What I’ve been writing about regularly for nearly a year now, involves how history comes to be written, how typos (Including some that I’ve made) become embedded in text, how pictures are misidentified or misdated, and how much of what we thought we knew, turns out to be a mistake that’s been repeated for so long that it’s become grandfathered in.  My last posting was about an old picture which I thought might be at odds with its own caption.  It seems to me that, depending on which clues we consider most important, there’s about an 18-month window when it might have been taken.  The age of one granddaughter in the picture and the absence of another one could be helpful clues.  Dave Lovewell emailed a suggestion I hadn’t noticed:  “What’s that in Ben Stofer’s left hand?  Could it be an apple he had just picked?”  I have a feeling that Dave is basically picking on me, but it could indeed be an apple.  Or perhaps Ben was playing pool and walked outside with the cue ball in his hand.  Was Ben left-handed?  If he was, it’s an apple.  If he was right-handed it’s probably a cue ball.  See?  Writing about history takes some deep thinking.

For what it’s worth, I think it is an apple.  Violet Lovewell isn’t in the photo because she hadn’t finished her Christmas shopping, and may have been stocking up on winter apparel at bargain prices, because unseasonably warm December weather had left clothing stores overstocked.  Little Freida Lovewell was ten months old, and the date the photo was taken is December 20, 1913, when, the newspapers would later say, several of Thomas Lovewell’s children dropped by to wish him a happy birthday.

Max Lovewell Yearbook

Dave also informed me that Max Lovewell passed away this week.  I’ve tried to find out if he might have been a Maxwell or a Maximillian, but he appears to have been just “Max,” the son of Cecil and Nora (McGraw) Lovewell and grandson of Stephen and Alta Lovewell.  Dave remembers him as a mellow man who never seemed to age, looking the same at seventy as he had at seventeen, making it seem appropriate to post his high school yearbook photograph.  He died a few weeks short of what would have been his eightieth birthday.

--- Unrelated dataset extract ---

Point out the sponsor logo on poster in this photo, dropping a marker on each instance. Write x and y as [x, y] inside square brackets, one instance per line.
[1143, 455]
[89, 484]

I’m always curious about the thought process parents go through when naming their children, and the Lovewell family always provides me with plenty of room for speculation.  “Max” was not a rare name when Cecil’s youngest boy was born, but it was uncommon enough that the census-taker in 1940 wrote it as “Macks.”  For many of us, it's associated with Lovewell history because of Max Bixby, who wrote a series of articles in the 1960’s for the Superior Express about settlements along the White Rock.  Bixby would have been nearly forty when Max Lovewell was born, and lived in Hardy at the time.  It’s also possible that Cecil named his boy as a tip of the ten-gallon hat to Frederick Schiller Faust, who turned out pulp Westerns by the yard in the 20’s and 30’s under the pen name Max Brand, among others.  Come to think of it, Max Lovewell would have made a great name for a Western hero.